Will Having A Loan Out On My Car Affect My Insurance Rate

Car insurance is a fixed portion of most household budgets. Most professionals that commute to work depend on at least one household vehicle if they live in a suburban area and probably commute about 20 to 15 miles round trip each day. With such constant travel, it is likely the car will have to be replaced eventually. Unfortunately, purchasing a new car, van or SUV can easily cost several months salary. Busy professionals that are the main breadwinners of the family do not always have the luxury of paying cash for a car. So, many families have turned to automobile financing to purchase new or gently used vehicles. According to the National Automobile Dealers Association, the average cost of a new car purchased in the United States is $28,400. In taking out a loan to finance the purchase, it may be several months or years before the loan is paid off in full. This financed cost then appears on the driver's credit report as a revolving debt account. But, will it have an affect on the driver's car insurance rate?

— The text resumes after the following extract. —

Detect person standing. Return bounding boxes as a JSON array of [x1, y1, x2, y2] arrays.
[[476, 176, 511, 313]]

Car insurance quotes are calculated by asking specific questions that help convey driving patterns. The insurance company is looking for the frequency of driving, records of past bill payments, traffic violations and ways to discount the policy. Common discounts are available for being a member of certain organizations, taking college courses or being a member of the Military.

Along with this, car insurance companies check each applicant's credit score. Having a low credit rating will cause the price of the car insurance to rise. Extremely low credit scores with accounts that were never paid off are red flags for the car insurance companies. And, while insurance is regularly granted to consumers with extremely bad credit, a larger payment may be required to start the policy. Overall annual rates for insurance coverage will be higher than someone with a track record of paying bills on time.

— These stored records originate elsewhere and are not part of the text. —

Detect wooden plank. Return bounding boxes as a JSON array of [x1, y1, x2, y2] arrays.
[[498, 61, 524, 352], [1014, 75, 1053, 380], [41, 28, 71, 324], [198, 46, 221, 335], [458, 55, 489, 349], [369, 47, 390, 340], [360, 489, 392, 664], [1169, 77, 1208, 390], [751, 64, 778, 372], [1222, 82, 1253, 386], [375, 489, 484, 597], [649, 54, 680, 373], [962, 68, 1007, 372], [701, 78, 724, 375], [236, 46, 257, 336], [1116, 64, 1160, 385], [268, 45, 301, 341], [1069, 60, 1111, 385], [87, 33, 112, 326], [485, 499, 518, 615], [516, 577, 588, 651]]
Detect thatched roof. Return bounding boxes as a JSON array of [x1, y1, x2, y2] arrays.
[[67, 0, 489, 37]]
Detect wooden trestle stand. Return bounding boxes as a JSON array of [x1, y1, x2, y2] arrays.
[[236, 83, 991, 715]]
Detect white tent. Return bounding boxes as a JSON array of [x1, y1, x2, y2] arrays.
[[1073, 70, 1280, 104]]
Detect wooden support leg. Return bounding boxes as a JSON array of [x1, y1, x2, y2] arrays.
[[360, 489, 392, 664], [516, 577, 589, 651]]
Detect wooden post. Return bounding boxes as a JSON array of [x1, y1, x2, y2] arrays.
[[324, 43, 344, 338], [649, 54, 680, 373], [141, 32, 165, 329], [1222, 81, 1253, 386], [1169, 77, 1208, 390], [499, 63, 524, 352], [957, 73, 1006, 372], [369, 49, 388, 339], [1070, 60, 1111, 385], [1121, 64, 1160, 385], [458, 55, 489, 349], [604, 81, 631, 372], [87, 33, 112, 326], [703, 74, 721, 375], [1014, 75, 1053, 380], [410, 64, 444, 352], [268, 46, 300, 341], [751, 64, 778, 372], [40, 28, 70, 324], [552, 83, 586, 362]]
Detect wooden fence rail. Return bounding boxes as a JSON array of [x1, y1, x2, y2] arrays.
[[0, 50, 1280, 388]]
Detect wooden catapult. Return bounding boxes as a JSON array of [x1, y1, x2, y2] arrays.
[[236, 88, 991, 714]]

Having a current car loan where the payments are being paid on time will only help when acquiring car insurance. Accounts on the credit report that are in good standing do not cause higher insurance rates. Credit scores play a large role in how much insurance costs. So, keeping current on auto loan payments will only help when applying for insurance, looking for employment and when opening new credit accounts.

A balance on one or more revolving credit accounts or car loans does not automatically disqualify anyone from receiving cheap car insurance rates. In fact, the actual car insurance rate received after filling out a car insurance quote may actually be lower than expected.